What about writing custom prologues and epilogues?
Biterider

[jj2007]

If you bother to write @MbRet at procedures ends, cost you just a cent to write @MbTestStack at its beginnings. 

Correct, but replacing a hundred ret..whatever endp pairs in a big source is done in a single Find & Replace command. Inserting a macro on top, after the LOCALS, is a bit more involved.

What about writing custom prologues and epilogues?

Sure, that's the best option, but you risk breaking old code. The current @MbRet does not require such efforts, and it also doesn't generate any extra code once you switch if off with a single statement. It is an absolutely harmless add-on.

Custom prologues have much bigger implications. For example, you must manage 'by hand' all those cases where you restore prologuedef because a proc required option prologue:none.

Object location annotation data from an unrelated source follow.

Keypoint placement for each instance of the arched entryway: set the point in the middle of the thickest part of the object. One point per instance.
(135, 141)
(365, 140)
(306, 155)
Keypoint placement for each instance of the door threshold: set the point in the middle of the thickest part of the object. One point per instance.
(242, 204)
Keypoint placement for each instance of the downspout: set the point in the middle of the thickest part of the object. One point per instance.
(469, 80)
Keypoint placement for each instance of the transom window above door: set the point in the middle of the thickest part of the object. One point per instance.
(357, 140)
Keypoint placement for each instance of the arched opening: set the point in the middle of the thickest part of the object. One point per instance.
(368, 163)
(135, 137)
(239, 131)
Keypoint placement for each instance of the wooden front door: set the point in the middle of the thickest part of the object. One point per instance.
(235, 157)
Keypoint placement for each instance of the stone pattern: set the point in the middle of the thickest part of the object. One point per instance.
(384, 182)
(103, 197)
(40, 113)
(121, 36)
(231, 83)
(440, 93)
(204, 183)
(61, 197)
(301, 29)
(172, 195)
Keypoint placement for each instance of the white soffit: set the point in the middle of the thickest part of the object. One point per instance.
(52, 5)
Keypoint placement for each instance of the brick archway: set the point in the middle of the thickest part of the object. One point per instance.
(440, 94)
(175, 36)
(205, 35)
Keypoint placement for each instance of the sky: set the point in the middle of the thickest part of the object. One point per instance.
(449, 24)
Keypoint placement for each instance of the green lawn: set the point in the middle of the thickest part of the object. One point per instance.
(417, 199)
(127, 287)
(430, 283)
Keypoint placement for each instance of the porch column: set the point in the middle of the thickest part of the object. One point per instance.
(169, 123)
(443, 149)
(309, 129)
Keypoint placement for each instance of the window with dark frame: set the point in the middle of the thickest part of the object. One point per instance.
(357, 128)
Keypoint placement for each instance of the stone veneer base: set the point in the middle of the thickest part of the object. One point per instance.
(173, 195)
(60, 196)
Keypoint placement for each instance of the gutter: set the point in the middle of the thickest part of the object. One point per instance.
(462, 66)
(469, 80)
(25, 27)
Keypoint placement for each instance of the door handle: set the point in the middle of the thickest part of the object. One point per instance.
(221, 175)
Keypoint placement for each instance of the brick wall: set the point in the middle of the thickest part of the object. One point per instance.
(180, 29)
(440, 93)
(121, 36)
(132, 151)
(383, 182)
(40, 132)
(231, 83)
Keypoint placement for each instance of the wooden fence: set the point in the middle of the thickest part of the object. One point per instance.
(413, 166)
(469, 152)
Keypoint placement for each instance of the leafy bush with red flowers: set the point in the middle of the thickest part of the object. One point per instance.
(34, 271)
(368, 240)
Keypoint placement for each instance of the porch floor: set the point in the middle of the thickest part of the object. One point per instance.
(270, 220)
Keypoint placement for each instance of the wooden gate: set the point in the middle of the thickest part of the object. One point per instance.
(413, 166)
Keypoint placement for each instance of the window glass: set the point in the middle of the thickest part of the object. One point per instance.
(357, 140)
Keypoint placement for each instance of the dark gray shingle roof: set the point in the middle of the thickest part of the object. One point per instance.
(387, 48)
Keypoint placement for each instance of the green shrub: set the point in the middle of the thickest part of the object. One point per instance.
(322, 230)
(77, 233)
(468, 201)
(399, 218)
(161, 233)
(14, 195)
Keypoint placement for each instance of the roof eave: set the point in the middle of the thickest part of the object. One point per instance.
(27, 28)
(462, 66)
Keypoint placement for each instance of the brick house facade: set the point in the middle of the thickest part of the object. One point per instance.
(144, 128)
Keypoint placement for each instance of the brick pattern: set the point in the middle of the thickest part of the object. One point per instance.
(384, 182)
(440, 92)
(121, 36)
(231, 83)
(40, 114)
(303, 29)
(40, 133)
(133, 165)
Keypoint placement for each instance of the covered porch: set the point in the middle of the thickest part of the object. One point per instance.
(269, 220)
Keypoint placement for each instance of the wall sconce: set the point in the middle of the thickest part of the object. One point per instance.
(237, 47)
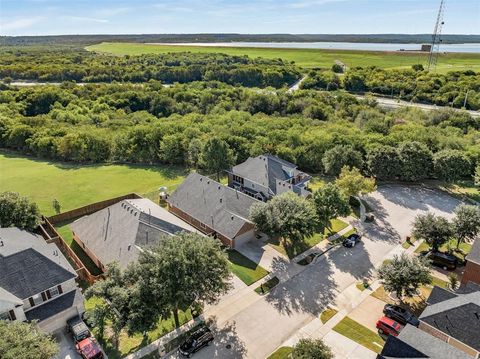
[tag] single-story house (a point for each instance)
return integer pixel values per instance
(454, 318)
(36, 281)
(472, 268)
(214, 209)
(265, 176)
(119, 232)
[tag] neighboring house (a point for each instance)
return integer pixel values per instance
(454, 318)
(415, 343)
(265, 176)
(214, 209)
(36, 281)
(472, 268)
(119, 232)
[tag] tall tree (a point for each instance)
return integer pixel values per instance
(340, 156)
(466, 223)
(330, 203)
(286, 216)
(435, 230)
(18, 211)
(352, 183)
(216, 156)
(311, 349)
(182, 272)
(405, 274)
(25, 340)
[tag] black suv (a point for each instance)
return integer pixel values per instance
(400, 315)
(78, 328)
(196, 341)
(443, 260)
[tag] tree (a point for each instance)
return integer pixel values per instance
(466, 223)
(56, 206)
(416, 161)
(330, 203)
(451, 165)
(352, 183)
(340, 156)
(182, 272)
(18, 211)
(384, 163)
(435, 230)
(216, 156)
(405, 274)
(25, 340)
(286, 216)
(311, 349)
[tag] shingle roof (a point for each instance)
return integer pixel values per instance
(54, 306)
(28, 272)
(115, 233)
(457, 317)
(415, 343)
(267, 170)
(474, 255)
(217, 206)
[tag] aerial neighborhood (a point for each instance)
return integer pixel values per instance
(226, 189)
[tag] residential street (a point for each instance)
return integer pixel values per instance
(255, 326)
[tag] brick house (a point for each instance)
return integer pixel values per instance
(265, 176)
(214, 209)
(36, 281)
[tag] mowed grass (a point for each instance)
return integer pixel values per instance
(245, 269)
(307, 58)
(75, 185)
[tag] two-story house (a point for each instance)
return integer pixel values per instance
(265, 176)
(37, 283)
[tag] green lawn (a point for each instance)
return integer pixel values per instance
(245, 269)
(281, 353)
(360, 334)
(327, 314)
(76, 185)
(291, 250)
(307, 58)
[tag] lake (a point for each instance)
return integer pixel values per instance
(466, 48)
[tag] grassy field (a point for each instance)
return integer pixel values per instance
(307, 58)
(76, 185)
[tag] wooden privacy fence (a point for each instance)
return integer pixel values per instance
(89, 209)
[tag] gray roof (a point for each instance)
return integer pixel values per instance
(457, 317)
(55, 306)
(267, 170)
(117, 233)
(29, 265)
(474, 255)
(415, 343)
(221, 208)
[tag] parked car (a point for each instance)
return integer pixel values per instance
(352, 240)
(89, 349)
(386, 325)
(200, 338)
(78, 328)
(441, 259)
(401, 315)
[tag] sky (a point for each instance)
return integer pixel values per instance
(56, 17)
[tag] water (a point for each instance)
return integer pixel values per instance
(465, 48)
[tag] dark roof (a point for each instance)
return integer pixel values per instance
(54, 306)
(28, 272)
(457, 316)
(115, 232)
(474, 255)
(215, 205)
(415, 343)
(268, 171)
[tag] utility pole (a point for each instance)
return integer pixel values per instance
(436, 38)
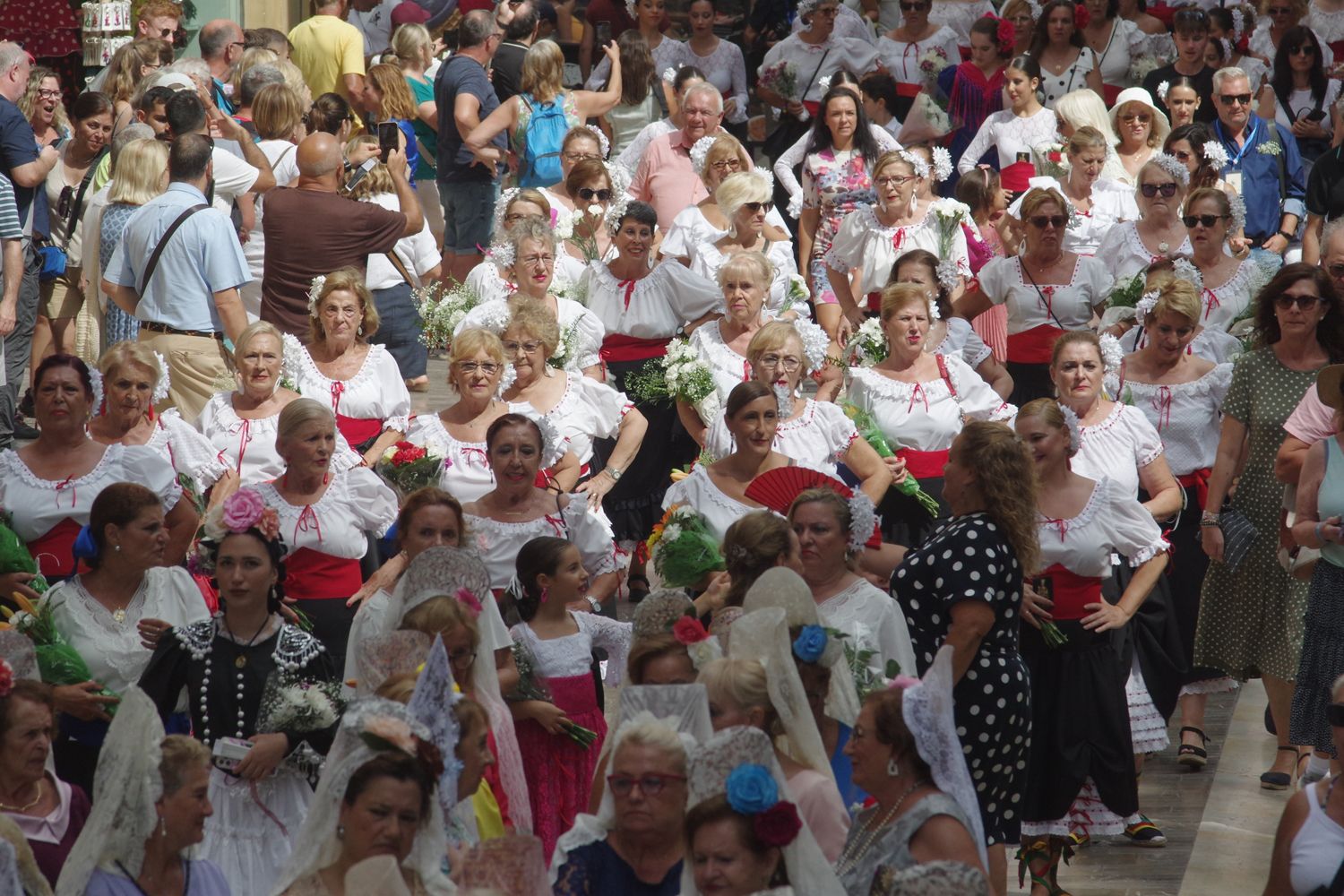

That's a can of worms.

[HSE]

Inserting a macro on top, after the LOCALS, is a bit more involved.

Perhaps a little parser.

[daydreamer]

if you make a test.asm piece that is made up with calling every proc,mixed with INT3's and run in debugger and it would be possible to find the faulty PROC

[jj2007]

if you make a test.asm piece that is made up with calling every proc,mixed with INT3's and run in debugger and it would be possible to find the faulty PROC

Great advice, Magnus

Can you post one of your major sources, so that we can test it?

[hutch--]

What I am not sure about is what format you are working with, if its source code, you would list every CALL mnemonic which includes any variant of invoke and list the targets by their line number once you had the list. I gather you already have a technique to find the end of the procedure, even if it has multiple RET instructions in it. If you are dealing with binary format mnemonics you would basically be designing a dis-assembler.

[jj2007]

Hutch,
It's not source code, it's the executable:

Code Select Expand

MyStuff proc uses esi edi bla1 bla2
...
ret
MyStuff endp

Code Select Expand

MyStuff proc uses esi edi bla1 bla2
...
@MbRet  ; <<<<<<<<<<<<< it it's OFF, just a ret; if it's ON, call TESTWHATEVER, then ret
MyStuff endp

[daydreamer]

if you make a test.asm piece that is made up with calling every proc,mixed with INT3's and run in debugger and it would be possible to find the faulty PROC

Great advice, Magnus

Can you post one of your major sources, so that we can test it?

maybe if I put together all PROC's I wrote in one file converted to MACROs?

[jj2007]

Yes, go ahead, do that and post it here!